The members of the IRB committee may not have a personal, professional, or financial conflict of interest, and the federal code of regulations stipulates many guidelines about membership:

“Each IRB shall have at least five members, with varying backgrounds to promote complete and adequate review of research activities commonly conducted by the institution. The IRB shall be sufficiently qualified through the experience and expertise of its members, and the diversity of the members, including consideration of race, gender, cultural backgrounds, and sensitivity to such issues as community attitudes, to promote respect for its advice and counsel in safeguarding the rights and welfare of human subjects. In addition to possessing the professional competence necessary to review the specific research activities, the IRB shall be able to ascertain the acceptability of proposed research in terms of institutional commitments and regulations, applicable law, and standards of professional conduct and practice. * * * The IRB shall therefore include persons knowledgeable in these areas. If an IRB regularly reviews research that involves a vulnerable category of subjects, such as children, prisoners, pregnant women, or handicapped or mentally disabled persons, consideration shall be given to the inclusion of one or more individuals who are knowledgeable about and experienced in working with those subjects.”

Code of Federal Regulations, Title 21, Volume 1, Revised as of April 1, 2020, CITE: 21CFR56.107

Generally speaking, you’ll need IRB approval (and training) if you intend to publish this work or share this information widely, if you are collecting sensitive information (such as health, finances, or anything which would put the safety and wellbeing of that person at risk if it were revealed), if you are collecting (biological) samples, if you are doing anything physically or psychologically invasive, or if you are working with vulnerable populations. If you will be transporting biological material across state or national borders, there is another layer of training and approval before you can begin.

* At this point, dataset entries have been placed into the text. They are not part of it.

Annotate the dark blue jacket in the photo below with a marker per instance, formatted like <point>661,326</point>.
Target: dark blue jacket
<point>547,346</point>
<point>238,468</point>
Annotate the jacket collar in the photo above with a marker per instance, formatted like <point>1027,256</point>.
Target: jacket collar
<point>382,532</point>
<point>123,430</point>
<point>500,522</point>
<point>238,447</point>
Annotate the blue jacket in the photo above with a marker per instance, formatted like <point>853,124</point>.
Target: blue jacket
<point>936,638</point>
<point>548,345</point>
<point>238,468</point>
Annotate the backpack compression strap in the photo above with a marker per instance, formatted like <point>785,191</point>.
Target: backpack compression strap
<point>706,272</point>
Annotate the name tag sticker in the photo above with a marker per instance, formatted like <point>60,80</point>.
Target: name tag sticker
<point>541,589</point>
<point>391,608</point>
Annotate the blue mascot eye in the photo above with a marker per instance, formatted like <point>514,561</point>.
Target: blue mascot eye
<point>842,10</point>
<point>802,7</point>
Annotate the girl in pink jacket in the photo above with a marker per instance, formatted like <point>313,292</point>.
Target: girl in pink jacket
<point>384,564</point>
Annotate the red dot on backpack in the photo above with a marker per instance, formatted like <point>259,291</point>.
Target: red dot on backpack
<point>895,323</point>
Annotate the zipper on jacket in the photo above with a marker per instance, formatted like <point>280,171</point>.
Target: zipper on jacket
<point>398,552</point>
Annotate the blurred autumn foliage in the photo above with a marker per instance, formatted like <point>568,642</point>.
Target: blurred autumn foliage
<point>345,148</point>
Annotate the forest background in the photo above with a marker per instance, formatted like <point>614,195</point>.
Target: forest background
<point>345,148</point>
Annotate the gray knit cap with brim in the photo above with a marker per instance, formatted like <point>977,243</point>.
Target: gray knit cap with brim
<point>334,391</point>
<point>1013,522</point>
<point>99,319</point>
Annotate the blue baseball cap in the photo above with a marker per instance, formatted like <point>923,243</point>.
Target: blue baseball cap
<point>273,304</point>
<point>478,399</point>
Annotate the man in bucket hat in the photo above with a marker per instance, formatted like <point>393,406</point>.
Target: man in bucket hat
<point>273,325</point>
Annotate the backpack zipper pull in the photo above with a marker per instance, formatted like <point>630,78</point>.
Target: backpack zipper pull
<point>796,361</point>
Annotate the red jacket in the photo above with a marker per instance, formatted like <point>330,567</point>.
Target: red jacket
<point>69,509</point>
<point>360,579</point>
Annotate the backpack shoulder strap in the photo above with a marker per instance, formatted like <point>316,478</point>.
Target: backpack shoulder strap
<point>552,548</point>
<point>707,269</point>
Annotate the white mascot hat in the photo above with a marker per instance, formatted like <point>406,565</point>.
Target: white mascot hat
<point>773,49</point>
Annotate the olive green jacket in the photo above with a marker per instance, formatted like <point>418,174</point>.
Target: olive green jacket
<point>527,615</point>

There are a number of information-gathering activities that don’t require review and approval, most of which are student projects that are part of coursework. These include interviewing one person for a biography on non-sensitive information, or interviewing multiple people on non-sensitive topics (such as asking about their favorite animal), performing a literature review or information search on non-sensitive or de-identified information, or creating science curricula.

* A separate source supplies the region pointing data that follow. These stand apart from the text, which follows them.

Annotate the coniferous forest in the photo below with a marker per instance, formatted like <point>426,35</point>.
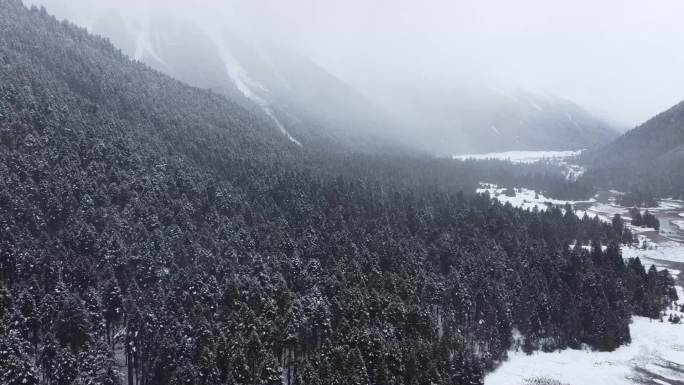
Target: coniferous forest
<point>152,233</point>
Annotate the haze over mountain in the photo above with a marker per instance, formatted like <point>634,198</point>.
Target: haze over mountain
<point>647,161</point>
<point>156,233</point>
<point>309,104</point>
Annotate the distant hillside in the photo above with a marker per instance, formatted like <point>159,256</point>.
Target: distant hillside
<point>315,107</point>
<point>648,159</point>
<point>475,119</point>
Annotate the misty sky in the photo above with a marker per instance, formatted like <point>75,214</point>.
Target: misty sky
<point>621,59</point>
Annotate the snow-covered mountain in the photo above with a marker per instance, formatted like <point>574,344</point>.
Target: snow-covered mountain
<point>462,118</point>
<point>309,104</point>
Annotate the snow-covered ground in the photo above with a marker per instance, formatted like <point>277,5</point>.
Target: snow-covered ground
<point>521,156</point>
<point>558,158</point>
<point>525,198</point>
<point>656,353</point>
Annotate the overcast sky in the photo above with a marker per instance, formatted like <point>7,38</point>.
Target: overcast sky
<point>622,59</point>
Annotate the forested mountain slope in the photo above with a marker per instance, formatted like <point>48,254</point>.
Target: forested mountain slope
<point>647,161</point>
<point>152,233</point>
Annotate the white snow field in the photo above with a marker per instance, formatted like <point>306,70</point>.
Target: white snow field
<point>521,156</point>
<point>656,353</point>
<point>525,198</point>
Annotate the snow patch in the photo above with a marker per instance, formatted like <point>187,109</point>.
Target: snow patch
<point>251,89</point>
<point>520,156</point>
<point>524,198</point>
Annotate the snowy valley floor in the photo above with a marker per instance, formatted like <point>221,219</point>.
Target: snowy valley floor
<point>656,354</point>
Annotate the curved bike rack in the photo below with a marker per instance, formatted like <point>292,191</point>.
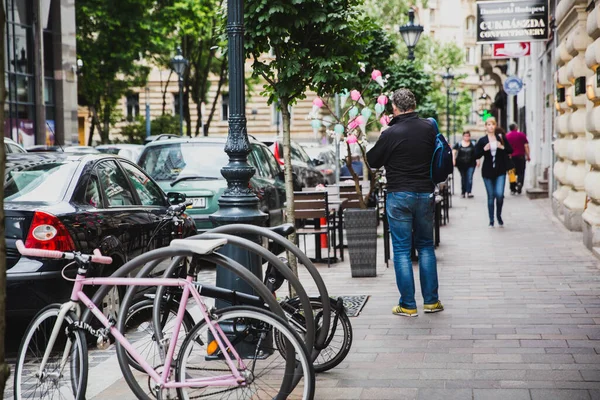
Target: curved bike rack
<point>266,255</point>
<point>154,257</point>
<point>236,229</point>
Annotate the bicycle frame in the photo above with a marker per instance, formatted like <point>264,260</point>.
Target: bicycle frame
<point>188,286</point>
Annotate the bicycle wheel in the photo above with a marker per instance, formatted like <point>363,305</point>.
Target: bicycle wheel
<point>140,330</point>
<point>268,373</point>
<point>339,339</point>
<point>66,381</point>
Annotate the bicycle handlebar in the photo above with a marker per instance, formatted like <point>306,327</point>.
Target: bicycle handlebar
<point>97,257</point>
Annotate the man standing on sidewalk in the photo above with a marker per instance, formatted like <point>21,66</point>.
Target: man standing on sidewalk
<point>406,149</point>
<point>520,156</point>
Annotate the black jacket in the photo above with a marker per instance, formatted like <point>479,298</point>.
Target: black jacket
<point>405,149</point>
<point>488,169</point>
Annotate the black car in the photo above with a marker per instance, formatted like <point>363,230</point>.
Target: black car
<point>303,167</point>
<point>58,201</point>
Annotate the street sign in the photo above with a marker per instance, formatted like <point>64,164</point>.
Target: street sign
<point>513,85</point>
<point>511,50</point>
<point>512,21</point>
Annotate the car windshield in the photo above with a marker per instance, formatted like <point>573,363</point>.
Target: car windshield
<point>171,161</point>
<point>41,183</point>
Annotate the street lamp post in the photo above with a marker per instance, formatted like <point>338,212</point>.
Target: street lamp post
<point>448,78</point>
<point>147,111</point>
<point>411,34</point>
<point>239,203</point>
<point>179,64</point>
<point>454,97</point>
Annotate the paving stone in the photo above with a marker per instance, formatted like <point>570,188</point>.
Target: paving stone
<point>501,394</point>
<point>444,394</point>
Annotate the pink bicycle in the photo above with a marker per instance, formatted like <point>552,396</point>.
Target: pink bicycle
<point>228,354</point>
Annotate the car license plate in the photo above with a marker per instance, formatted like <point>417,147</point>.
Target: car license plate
<point>199,202</point>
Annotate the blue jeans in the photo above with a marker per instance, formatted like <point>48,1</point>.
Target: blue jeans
<point>466,175</point>
<point>495,190</point>
<point>408,212</point>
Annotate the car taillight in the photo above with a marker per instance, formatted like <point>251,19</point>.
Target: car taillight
<point>48,233</point>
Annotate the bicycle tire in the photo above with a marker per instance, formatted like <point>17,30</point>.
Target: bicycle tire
<point>41,326</point>
<point>335,350</point>
<point>143,323</point>
<point>230,319</point>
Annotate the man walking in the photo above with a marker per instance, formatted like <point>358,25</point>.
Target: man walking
<point>520,156</point>
<point>406,149</point>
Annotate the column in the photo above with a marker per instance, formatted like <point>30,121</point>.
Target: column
<point>591,214</point>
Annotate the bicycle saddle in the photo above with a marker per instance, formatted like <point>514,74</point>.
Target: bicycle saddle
<point>198,246</point>
<point>284,229</point>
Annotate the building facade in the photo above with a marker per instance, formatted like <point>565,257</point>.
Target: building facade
<point>40,72</point>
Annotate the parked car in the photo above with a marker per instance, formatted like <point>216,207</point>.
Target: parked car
<point>307,175</point>
<point>42,148</point>
<point>59,201</point>
<point>324,160</point>
<point>10,146</point>
<point>193,166</point>
<point>129,151</point>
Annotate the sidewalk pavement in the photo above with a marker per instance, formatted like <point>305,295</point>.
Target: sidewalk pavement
<point>521,321</point>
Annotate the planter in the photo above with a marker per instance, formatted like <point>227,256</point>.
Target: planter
<point>361,231</point>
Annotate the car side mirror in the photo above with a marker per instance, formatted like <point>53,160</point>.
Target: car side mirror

Biosafety and chemical regulations

In addition to regulations on working with biological study subjects, there are additional health and safety regulations if your work involves anything infectious or dangerous. Institutional biosafety and chemical safety review requires researchers to describe all protocols, sample types and relative risks, and all safety and containment procedures – from the protective gear you will wear, to your sterilization or detoxification procedures, to the equipment you are using that could cause aerosolization and spread. There are yearly chemical and biosafety inventory reviews, laboratory walk-through audits, training, reporting, and equipment maintenance records that all go along with this.


Like any good policy, responsible research is best accomplished when there are consequences and an institutional dedication to enforcement. Not only are applications and training required prior to performing the research, but there are facilities audits, reporting, and other regular check ins. Because there is no much to keep track of, review boards and enforcement are there to help researchers set up good practices and protocols ahead of time, help you stay in compliance, and correct problems before they exacerbate. Researchers who refuse to obtain permission prior to sample collection, who change their protocols without notifying review boards, who flaunt regulations, or who commit ethics violations will risk losing their funding, their job, and in severe cases, could face criminal investigations.